AverageBettis.jl -- functions for computing and plotting average Betti curves

sampling.ipynb -- notebook illustrating sampling

betti_curves.ipynb -- notebook containing average Betti curves

Required packages

GeometricSampling.jl requires the following Julia packages: LinearAlgebra

AverageBettis.jl requires the following packages: Plots, Eirene, Ripser, Statistics

To intall a package, open Julia command line promt and type ].

The prompt should change from julia> to (vX.X) pkg> where X.X is the installed version of Julia, indicating that you enterted the package manager. Use add to install packages. You can install multiple packages by listing them after add, separated by spaces.

(v0.7) pkg> add LinearAlgebra Plots Eirene Ripser Statistics

To update all packages, run

(v0.7) pkg> update

To exit the package manager and get back to Julia REPL, use backspace or ^C.


This isn't a package (yet), so to use the functions, download the file into the working directory and run:

julia> include("[filename].jl")

Sampling (GeometricSampling.jl)

GeometricSampling.jl contains functions for sampling from different geometries and coomputing distances. Only sampling within a ball of radius 1 and in curvature 0, +1, -1 are implemented as of 02/08/2019.

Sample ball

sample_ball(d::Int, numofpts=1, curvature=0.0, radius=1.0)::Array{Array{Float64,1},1}

Uniformly sample n=numofpts points in a ball of dimension d or radius radius, in a space with constant curvature curvature.
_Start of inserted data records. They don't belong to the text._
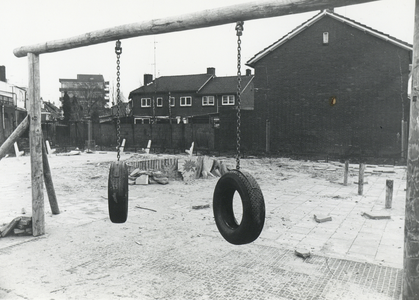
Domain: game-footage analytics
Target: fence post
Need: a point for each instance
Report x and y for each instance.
(35, 141)
(345, 174)
(361, 179)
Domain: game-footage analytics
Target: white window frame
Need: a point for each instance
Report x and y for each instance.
(208, 100)
(174, 101)
(145, 102)
(228, 100)
(184, 101)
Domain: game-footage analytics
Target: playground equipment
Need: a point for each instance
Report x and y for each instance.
(118, 171)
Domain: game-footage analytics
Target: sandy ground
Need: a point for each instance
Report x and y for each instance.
(84, 256)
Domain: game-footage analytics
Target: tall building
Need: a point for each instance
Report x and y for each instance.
(88, 96)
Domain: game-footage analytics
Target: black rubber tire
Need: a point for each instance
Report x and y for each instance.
(118, 192)
(253, 205)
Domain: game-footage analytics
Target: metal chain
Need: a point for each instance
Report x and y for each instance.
(239, 32)
(118, 51)
(170, 110)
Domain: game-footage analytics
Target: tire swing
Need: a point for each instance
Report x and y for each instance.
(253, 204)
(118, 171)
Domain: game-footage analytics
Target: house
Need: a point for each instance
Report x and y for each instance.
(88, 95)
(51, 116)
(332, 86)
(186, 98)
(13, 104)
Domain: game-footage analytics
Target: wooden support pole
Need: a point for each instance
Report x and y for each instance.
(206, 18)
(23, 126)
(411, 223)
(361, 179)
(345, 173)
(49, 185)
(389, 193)
(35, 142)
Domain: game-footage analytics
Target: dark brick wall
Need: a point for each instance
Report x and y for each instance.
(367, 75)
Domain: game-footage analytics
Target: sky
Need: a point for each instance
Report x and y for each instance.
(29, 22)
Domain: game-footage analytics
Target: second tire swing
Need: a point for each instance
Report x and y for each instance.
(253, 203)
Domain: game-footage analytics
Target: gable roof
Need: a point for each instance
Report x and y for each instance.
(223, 85)
(335, 16)
(179, 83)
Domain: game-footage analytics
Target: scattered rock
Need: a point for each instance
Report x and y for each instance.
(322, 219)
(200, 206)
(375, 216)
(302, 253)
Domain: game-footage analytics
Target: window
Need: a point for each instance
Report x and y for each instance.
(325, 38)
(186, 101)
(228, 100)
(145, 102)
(172, 101)
(207, 100)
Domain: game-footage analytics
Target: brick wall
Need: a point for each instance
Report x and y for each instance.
(367, 75)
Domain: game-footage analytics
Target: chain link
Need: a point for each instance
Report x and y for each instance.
(239, 32)
(170, 110)
(118, 51)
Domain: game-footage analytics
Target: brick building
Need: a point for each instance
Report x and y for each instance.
(12, 106)
(192, 97)
(332, 86)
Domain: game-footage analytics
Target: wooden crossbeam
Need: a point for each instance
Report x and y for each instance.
(206, 18)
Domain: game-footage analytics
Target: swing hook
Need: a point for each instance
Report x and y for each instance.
(118, 48)
(239, 28)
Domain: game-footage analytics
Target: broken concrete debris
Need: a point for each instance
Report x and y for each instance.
(302, 253)
(19, 226)
(322, 219)
(374, 216)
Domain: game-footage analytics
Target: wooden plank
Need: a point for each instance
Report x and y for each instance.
(49, 185)
(23, 126)
(6, 230)
(35, 142)
(411, 224)
(206, 18)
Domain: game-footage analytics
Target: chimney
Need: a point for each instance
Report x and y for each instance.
(3, 73)
(148, 78)
(211, 71)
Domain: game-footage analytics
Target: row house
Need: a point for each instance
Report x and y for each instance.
(333, 86)
(189, 98)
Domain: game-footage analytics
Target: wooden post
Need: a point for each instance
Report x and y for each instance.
(403, 139)
(23, 126)
(49, 185)
(361, 179)
(345, 173)
(268, 136)
(389, 193)
(411, 223)
(35, 141)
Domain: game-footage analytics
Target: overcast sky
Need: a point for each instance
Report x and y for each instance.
(27, 22)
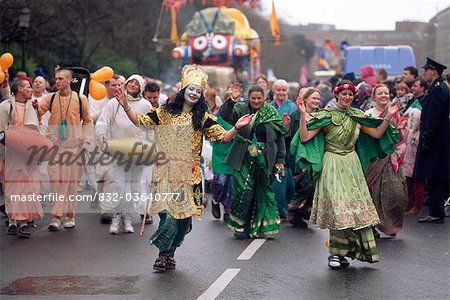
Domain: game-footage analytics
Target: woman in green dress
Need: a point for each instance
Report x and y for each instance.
(339, 142)
(305, 179)
(258, 150)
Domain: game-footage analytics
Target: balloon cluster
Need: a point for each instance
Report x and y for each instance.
(6, 61)
(96, 89)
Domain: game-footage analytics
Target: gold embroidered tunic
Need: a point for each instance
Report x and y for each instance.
(177, 182)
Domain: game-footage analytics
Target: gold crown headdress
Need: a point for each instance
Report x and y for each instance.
(193, 74)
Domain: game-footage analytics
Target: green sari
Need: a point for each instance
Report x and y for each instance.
(342, 201)
(254, 208)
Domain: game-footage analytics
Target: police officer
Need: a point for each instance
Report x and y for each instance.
(432, 160)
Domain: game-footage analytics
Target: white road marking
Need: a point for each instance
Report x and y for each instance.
(219, 285)
(251, 249)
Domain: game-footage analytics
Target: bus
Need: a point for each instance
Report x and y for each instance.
(391, 58)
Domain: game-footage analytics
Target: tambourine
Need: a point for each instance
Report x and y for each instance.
(131, 149)
(27, 143)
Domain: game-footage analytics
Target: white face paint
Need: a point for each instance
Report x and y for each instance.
(192, 94)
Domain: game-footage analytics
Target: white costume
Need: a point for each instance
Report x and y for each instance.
(120, 184)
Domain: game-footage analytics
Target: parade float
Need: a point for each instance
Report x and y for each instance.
(222, 41)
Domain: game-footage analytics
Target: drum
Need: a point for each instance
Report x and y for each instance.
(133, 150)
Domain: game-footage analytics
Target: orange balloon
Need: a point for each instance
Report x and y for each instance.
(97, 90)
(6, 61)
(103, 74)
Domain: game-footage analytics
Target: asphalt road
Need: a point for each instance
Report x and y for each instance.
(88, 263)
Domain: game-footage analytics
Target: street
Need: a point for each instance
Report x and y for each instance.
(87, 262)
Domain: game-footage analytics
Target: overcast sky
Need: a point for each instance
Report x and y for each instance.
(355, 14)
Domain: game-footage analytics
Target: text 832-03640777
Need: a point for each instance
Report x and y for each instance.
(140, 197)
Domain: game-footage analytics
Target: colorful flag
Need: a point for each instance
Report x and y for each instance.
(274, 25)
(173, 31)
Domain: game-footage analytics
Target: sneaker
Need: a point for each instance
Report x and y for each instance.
(148, 220)
(24, 232)
(70, 223)
(215, 209)
(170, 263)
(412, 212)
(337, 262)
(12, 229)
(54, 225)
(105, 218)
(240, 235)
(128, 228)
(160, 263)
(115, 224)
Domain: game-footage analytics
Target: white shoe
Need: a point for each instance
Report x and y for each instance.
(70, 223)
(115, 224)
(54, 225)
(127, 224)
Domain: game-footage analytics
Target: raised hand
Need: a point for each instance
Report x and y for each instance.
(402, 123)
(301, 105)
(393, 109)
(121, 97)
(243, 121)
(236, 90)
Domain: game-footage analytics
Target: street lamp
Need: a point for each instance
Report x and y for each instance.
(24, 23)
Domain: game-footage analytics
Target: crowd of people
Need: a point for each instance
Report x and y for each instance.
(352, 155)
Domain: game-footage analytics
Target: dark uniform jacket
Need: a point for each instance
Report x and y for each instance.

Note: This returns an array of coordinates of the Euclidian representation of the points (i.e. points within the Poincare disk for curvature < 0, or points in the upper d+1 hemisphere for curvature > 0).

sample_hyp(d::Int, numofpts=1, curvature=-1.0, radius=1.0)::Array{Array{Float64,1},1}
sample_euc(d::Int, numofpts=1, radius=1.0)::Array{Array{Float64,1},1}
sample_sph(d::Int, numofpts=1, curvature= 1.0, radius=1.0)::Array{Array{Float64,1},1}

Aliases for sample_ball in hyperbolic/Euclidian/spherical space respectively.

sample_sphere(d::Int, numofpts::Int=1, radius=1.0)::Array{Array{Float64,1},1}

Uniformly sample n=numofpts points on the surface of a sphere in d-dimensional Euclidian space (so a (d-1)-sphere) of radius radius.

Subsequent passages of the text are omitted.